Questioned on whether Labour would support the relaxation of the two-metre rule, the shadow health secretary Jonathan Ashworth told the BBC: “Yes, under certain circumstances. But we also need to see a greater use of face masks, I would’ve thought.”
“As I’ve said, certain staff, workers who are very public-facing in their day-to-day action, perhaps greater use of face shielding, let’s get testing and tracing up and running,” he said.
In a separate interview, Mr Hancock declined to put a date on when the government would roll out a contact tracing app – viewed as critical in curbing the spread of the virus – after custom-made technology was dropped earlier this week.
Speaking to Sky’s Sophy Ridge on Sunday, he said: “We don’t have a launch date and until we do I’m just going to work hard to get it as soon as possible.”

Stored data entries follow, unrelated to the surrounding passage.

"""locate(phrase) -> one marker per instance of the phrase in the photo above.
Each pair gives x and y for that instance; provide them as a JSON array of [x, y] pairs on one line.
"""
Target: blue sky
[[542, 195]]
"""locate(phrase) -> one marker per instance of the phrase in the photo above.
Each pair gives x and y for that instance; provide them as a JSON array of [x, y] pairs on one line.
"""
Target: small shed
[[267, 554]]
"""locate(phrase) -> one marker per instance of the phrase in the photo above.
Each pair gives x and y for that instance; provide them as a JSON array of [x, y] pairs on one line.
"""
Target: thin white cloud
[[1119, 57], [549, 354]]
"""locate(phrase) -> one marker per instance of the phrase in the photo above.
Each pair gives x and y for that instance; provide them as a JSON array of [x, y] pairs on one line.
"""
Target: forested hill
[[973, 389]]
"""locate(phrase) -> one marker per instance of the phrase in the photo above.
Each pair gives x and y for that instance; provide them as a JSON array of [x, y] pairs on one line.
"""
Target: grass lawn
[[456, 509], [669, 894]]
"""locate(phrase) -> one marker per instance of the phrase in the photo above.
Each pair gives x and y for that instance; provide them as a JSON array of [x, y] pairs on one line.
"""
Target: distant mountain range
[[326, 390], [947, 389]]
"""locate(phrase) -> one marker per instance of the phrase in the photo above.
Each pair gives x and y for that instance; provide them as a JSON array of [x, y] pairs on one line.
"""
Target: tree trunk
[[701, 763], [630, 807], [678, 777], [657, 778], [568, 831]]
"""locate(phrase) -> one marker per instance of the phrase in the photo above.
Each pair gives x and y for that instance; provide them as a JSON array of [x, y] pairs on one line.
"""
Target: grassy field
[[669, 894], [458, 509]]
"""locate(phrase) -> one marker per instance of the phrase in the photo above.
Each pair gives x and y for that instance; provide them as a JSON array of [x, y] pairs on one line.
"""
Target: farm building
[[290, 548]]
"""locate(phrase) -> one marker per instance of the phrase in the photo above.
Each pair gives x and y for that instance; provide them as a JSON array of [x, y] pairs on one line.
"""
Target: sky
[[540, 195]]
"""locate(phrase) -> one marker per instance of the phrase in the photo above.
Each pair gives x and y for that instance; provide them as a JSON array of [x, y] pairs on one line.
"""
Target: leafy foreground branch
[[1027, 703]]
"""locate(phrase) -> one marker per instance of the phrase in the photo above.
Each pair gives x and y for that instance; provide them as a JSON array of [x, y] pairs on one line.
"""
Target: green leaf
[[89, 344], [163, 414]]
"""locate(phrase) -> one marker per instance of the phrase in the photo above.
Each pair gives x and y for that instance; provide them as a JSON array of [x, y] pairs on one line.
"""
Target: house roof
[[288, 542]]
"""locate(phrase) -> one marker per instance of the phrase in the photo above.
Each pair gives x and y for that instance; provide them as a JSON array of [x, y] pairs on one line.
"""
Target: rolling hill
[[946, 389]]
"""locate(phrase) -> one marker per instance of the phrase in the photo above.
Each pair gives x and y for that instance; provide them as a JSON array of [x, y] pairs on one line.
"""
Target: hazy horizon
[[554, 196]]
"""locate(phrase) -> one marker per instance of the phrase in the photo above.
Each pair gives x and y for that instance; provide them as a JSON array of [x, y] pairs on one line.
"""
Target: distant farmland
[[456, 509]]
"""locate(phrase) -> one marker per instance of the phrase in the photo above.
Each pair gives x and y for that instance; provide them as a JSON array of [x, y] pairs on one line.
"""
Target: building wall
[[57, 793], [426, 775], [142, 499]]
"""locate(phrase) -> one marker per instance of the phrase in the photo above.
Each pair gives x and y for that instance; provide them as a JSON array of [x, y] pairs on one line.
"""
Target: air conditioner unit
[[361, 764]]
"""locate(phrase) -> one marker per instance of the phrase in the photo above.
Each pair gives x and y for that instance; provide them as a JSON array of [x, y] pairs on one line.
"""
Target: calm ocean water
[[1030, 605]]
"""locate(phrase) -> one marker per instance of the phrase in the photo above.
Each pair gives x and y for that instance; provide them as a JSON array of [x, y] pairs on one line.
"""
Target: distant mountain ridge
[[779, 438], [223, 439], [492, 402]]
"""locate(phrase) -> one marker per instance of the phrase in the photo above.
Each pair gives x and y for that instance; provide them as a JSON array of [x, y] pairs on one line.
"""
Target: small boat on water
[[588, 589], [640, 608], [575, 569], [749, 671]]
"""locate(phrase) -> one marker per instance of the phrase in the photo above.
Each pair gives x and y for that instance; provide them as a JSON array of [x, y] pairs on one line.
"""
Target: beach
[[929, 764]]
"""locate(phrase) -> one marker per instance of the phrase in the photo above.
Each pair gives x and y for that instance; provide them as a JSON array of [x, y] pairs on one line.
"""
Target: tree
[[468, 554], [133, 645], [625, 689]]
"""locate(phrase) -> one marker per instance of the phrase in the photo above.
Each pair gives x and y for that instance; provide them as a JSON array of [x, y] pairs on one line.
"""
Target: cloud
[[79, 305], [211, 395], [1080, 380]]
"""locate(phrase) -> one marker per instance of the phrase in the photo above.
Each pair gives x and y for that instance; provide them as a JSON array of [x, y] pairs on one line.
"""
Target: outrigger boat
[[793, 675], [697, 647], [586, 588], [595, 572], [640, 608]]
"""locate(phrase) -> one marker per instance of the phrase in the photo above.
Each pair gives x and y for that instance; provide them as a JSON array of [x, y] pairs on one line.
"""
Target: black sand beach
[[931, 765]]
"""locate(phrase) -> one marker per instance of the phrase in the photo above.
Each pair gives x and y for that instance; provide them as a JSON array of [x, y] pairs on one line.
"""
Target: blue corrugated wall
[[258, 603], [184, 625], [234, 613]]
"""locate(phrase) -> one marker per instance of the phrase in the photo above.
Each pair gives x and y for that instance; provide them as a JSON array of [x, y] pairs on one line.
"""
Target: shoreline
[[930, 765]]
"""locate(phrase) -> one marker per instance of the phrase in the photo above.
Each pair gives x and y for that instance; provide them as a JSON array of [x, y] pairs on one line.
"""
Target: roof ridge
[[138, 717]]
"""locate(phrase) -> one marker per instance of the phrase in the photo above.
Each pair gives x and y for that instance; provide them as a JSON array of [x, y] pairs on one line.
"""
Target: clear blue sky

The cabinet minister also said Apple would not make a change required to enable the government’s coronavirus app to work and accused the firm of being “intransigent in the past”.
Sir Ian Diamond, the head of the Office of National Statistics (ONS), also told the BBC said the UK is moving into a period of “surveillance” in order to identify any outbreaks and “move to get on top of them really, really quickly”.
He told the BBC that current data suggests around 3.5 million people in the UK have either had the coronavirus or have natural antibodies to it. “My own belief is that the virus is going to be with us for a very long time and we are going to have to be absolutely vigilant to check we are on top of the outbreaks which will come,” he added.